C’est alors en tant que diariste que ses premières publications paraissent, préfigurant déjà un style inimitable, mélangeant la satire, le comte et le roman. Epargné un temps par la presse et les littérateurs en vue, les premières dénonciations affleurent dans les feuilles du parti qui le traite de « bourgeois », de « blanc ». Les attaques ad hominem ne cesseront plus, elles naissent à tout propos, laminant l’auteur toujours d’avantage. Il décidera alors de faire passer ses idées en tant que dramaturge, espérant trouver dans le théâtre un allié plus subtil dans l'expression de sa pensée. Dès lors, Boulgakov ne cessera de dénoncer dans toute son œuvre, poignante et burlesque, une société rongée par un rationalisme absurde, un athéisme forcé et un abêtissement général. A coté des œuvres phares que sont Le Maître et Marguerite et La Garde blanche, il y a le présent volume retraçant son itinéraire en réunissant cinq de ses principaux textes autobiographiques. Morphine, publié en 1927, mais dont l’idée germa dès 1917, alors que l’écrivain était responsable du dispensaire d’un chef-lieu de canton, et qui relate le destin tragique d’un médecin devenu morphinomane.

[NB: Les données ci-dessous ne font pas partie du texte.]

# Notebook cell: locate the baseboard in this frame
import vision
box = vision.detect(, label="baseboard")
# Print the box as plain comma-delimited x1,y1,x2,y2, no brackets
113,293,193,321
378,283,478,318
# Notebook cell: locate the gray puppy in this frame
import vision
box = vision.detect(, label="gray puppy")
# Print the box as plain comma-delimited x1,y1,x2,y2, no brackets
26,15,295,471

Ecrits sur des manchettes est un faux journal intime. Le vrai, tenu de 1922 à 1925, lui avait été confisqué au cours d’une perquisition, Boulgakov croyait l’avoir détruit. C’était compter sans le zèle de la police qui avait gardé, par devers elle, une copie du Journal confisqué.

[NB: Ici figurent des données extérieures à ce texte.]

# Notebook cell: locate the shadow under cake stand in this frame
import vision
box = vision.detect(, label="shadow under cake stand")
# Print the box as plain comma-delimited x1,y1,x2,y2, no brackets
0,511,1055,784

Tandis que Staline mettait en place ce qui allait devenir l’une des deux entreprises totalitaires du siècle, Boulgakov lui écrivit plusieurs lettres pour obtenir l’autorisation de partir à l’étranger. Ces Lettres à Staline lui valurent un coup de téléphone fameux de son destinataire dont le résultat fut de lui assurer pour un temps un emploi et quelques ressources. Une clémence surprenante, alors que le dictateur ne pouvait ignorer ses sentiments les plus intimes et son passé de médecin dans l’Armée blanche raconté dans Les Aventures extraordinaires d’un docteur.
De ses lettres au Petit père des peuples on trouve cette supplique effroyable et déchirante

[…Je vous supplie ardemment d'intercéder en ma faveur auprès du gouvernement de l'Union Soviétique afin de m'octroyer un congé à l'étranger, du 1er juillet au 1er octobre 1931. Je tiens à vous dire qu'au bout d'un an et demi de silence, une force de création incoercible à germé en moi de nouveaux projets, des projets vastes et forts, et je prie le gouvernement de me donner la possibilité de les réaliser. Je souffre depuis la fin 1929 d'une grave forme de neurasthénie, avec des accès d'angoisse, des crises d'angine de poitrine, on a fait de moi une sorte de mort vivant.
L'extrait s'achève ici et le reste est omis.